Prohibir sin educar es un error
Quienes se oponen a la prohibición de los smartphones en las escuelas suelen argumentar que, para muchos estudiantes, el aula es el único espacio donde realmente pueden aprender a usar estos dispositivos con responsabilidad y sentido.
Excluirlos, dicen, es dejarlos a su suerte: depender de lo que sus familias sepan —y puedan— enseñarles. Y eso, evidentemente, perjudica a los más vulnerables.
“Prohibir sin educar no es precaución: es abandono”, afirman con convicción.
Pero no estoy tan de acuerdo.
Es cierto que prohibir, por sí solo, no basta. Sin un proyecto educativo que enseñe a usar la tecnología con conciencia, cualquier restricción corre el riesgo de ser superficial o incluso contraproducente.
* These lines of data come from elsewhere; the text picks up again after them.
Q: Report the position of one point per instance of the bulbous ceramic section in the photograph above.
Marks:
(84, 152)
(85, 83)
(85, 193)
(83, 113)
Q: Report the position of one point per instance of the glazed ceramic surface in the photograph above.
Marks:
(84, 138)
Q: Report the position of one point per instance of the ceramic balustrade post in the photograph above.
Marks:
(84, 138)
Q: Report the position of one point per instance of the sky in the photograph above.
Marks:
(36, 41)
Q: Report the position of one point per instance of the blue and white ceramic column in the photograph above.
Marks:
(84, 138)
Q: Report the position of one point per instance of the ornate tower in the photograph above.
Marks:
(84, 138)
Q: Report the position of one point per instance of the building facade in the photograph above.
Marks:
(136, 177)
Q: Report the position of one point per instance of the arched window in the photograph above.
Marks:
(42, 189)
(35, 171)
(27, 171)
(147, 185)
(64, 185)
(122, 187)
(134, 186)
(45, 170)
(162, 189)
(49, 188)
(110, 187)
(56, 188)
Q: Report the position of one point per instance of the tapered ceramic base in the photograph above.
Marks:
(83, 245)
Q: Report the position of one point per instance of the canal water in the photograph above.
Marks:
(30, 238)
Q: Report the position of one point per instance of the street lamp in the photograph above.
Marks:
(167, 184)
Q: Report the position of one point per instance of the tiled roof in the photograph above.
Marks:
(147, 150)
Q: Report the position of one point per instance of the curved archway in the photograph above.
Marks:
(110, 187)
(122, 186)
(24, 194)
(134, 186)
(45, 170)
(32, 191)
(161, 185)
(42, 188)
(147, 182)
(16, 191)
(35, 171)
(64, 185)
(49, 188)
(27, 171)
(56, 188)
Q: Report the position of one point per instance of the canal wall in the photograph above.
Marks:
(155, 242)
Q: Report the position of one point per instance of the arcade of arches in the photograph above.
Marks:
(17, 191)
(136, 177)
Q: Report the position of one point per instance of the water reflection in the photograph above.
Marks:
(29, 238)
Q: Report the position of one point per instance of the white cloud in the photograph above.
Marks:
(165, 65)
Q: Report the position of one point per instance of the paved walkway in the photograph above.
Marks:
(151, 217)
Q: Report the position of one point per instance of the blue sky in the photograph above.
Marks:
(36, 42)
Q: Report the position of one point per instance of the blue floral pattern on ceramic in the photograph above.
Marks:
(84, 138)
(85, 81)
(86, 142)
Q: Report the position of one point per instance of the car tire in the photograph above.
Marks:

Sin embargo, también es cierto que los teléfonos inteligentes, tal como están diseñados hoy, son profundamente incompatibles con los fines que la escuela debiera resguardar.
Porque, seamos honestos: la arquitectura actual de estos dispositivos —con su gigantesca oferta de entretenimiento digital y sus obscenamente millonarios algoritmos de manipulación conductual— está más orientada a captar y retener nuestra atención que a otra cosa.
Y esa lógica de interrupción permanente choca de frente con lo que la escuela necesita cultivar: la capacidad de pensar con calma y profundidad, de concentrarse, de escuchar, de compartir en paz.
Si a nosotros mismos nos cuesta resistir el impulso de revisar el teléfono cuando no deberíamos, ¿podemos esperar que adolescentes —cuyo cerebro aún no ha desarrollado del todo su capacidad de autocontrol— lo hagan sin apoyo ni límites claros? ¿Podemos confiar en que resistirán la maquinaria de una industria que ha invertido cifras obscenas para modelar sus hábitos?
La verdad es que no. Y no por culpa de los estudiantes, sino porque la industria misma ha hecho que así sea.
¿Significa esto que la prohibición, por sí sola, basta para enseñar un uso responsable de los dispositivos? Evidentemente no.
Como ya señalé, la escuela tiene también la responsabilidad de generar espacios formativos donde se enseñe, tanto a los estudiantes como a sus familias, a relacionarse críticamente con estas y otras tecnologías.
Porque sí, prohibir sin educar es un error. Pero permitir sin límite, también lo es.